Covid: nessuna informazione sui tracciatori, governo chiarisca

“Per essere credibile di fronte all’opinione pubblica e per essere costruttivi in un momento così drammatico per l’Italia, bisogna criticare il Governo laddove ha responsabilità puntuali e non facendo propaganda attraverso la contestazione di problemi strutturali che vengono da lontano, come il titolo V della Costituzione, la mancanza di una medicina territoriale e l’eccessiva burocratizzazione del nostro Paese”, afferma Massimiliano Iervolino, segretario di Radicali Italiani.

“L’esecutivo ha le sue responsabilità su due questioni preminenti: la prima è quella relativa alla mancanza di una banca dati pubblica, come richiesto dall’Istat, che giustifichi le scelte fatte attraverso i Dpcm.

La seconda è relativa alla strategia riassumibile nelle tre T: Test, Trace, Treat. Le domande che sorgono spontanee sono le seguenti: quanti sono a oggi i tracciatori? In questi mesi sono aumentati? E di quanto?

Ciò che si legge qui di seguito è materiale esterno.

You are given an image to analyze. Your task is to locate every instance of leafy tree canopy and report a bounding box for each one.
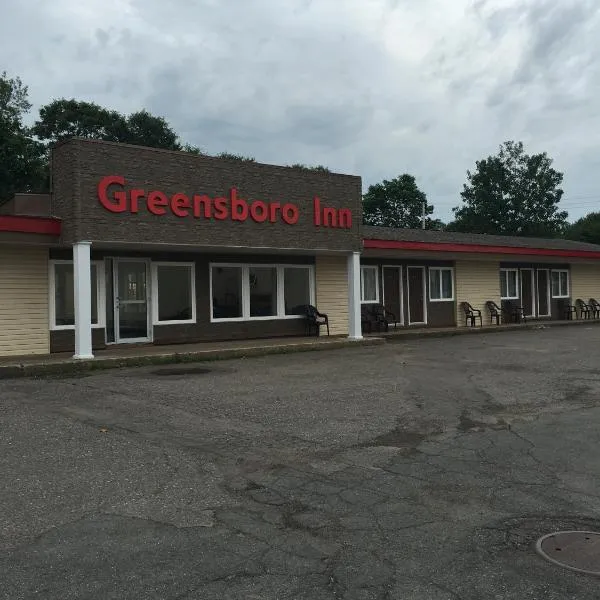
[32,98,181,150]
[565,212,600,244]
[451,141,567,237]
[363,173,442,229]
[0,72,47,203]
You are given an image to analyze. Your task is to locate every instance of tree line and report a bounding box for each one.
[0,72,600,244]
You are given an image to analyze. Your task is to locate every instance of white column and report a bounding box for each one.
[348,252,362,340]
[73,242,94,359]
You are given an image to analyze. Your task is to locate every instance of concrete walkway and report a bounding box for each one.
[0,320,600,379]
[0,336,385,379]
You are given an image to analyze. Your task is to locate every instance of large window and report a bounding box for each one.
[50,260,104,329]
[429,267,454,302]
[552,270,569,298]
[500,269,519,300]
[283,267,312,315]
[249,267,277,317]
[210,264,314,321]
[152,262,196,325]
[210,265,243,319]
[360,266,379,303]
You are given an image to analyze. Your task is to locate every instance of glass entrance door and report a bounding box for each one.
[113,259,150,343]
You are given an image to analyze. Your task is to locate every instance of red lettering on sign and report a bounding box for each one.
[269,202,281,223]
[323,208,337,227]
[250,200,269,223]
[194,194,212,219]
[338,208,352,229]
[281,204,300,225]
[215,198,229,221]
[148,191,169,215]
[98,175,127,213]
[171,194,192,217]
[98,175,352,229]
[313,196,321,227]
[131,190,146,213]
[231,188,248,221]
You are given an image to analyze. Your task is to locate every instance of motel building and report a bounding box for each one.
[0,139,600,359]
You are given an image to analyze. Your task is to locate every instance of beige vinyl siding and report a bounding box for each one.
[569,264,600,316]
[315,256,348,335]
[0,246,50,356]
[454,260,500,327]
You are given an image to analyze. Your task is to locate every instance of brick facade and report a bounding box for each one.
[52,139,362,252]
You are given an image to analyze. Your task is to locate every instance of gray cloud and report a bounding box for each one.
[0,0,600,218]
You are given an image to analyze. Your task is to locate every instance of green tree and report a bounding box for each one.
[289,163,331,173]
[0,72,47,202]
[32,98,182,150]
[451,141,567,237]
[217,152,255,162]
[565,212,600,244]
[363,173,441,229]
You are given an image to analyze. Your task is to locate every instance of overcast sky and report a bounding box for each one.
[0,0,600,220]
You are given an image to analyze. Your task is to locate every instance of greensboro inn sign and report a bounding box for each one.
[98,175,352,229]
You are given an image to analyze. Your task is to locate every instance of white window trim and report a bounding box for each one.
[427,267,454,302]
[360,265,379,304]
[550,269,571,298]
[500,269,520,300]
[150,261,197,325]
[48,259,106,331]
[208,262,316,323]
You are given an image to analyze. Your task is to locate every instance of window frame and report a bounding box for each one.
[427,267,455,302]
[499,269,521,300]
[360,265,379,304]
[48,259,106,331]
[550,269,571,298]
[150,261,198,326]
[208,262,316,323]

Queste figure sono fondamentali per interrompere la catena di contagio, assieme ai test, tuttavia abbiamo informazioni solo da articoli di giornale; sembrerebbe che fino al 4 maggio fossero zero, poi al 22 luglio 9mila, al 16 ottobre sempre 9mila e il 27 ottobre il Governo ha annunciato un bando per altri 2mila.

Questo ritardo è grave, quanto il numero sostanzialmente costante di persone tamponate durante il mese di giugno, luglio e agosto. Il punto vero è questo: la strategia delle 3 T in Italia non ha funzionato”, conclude.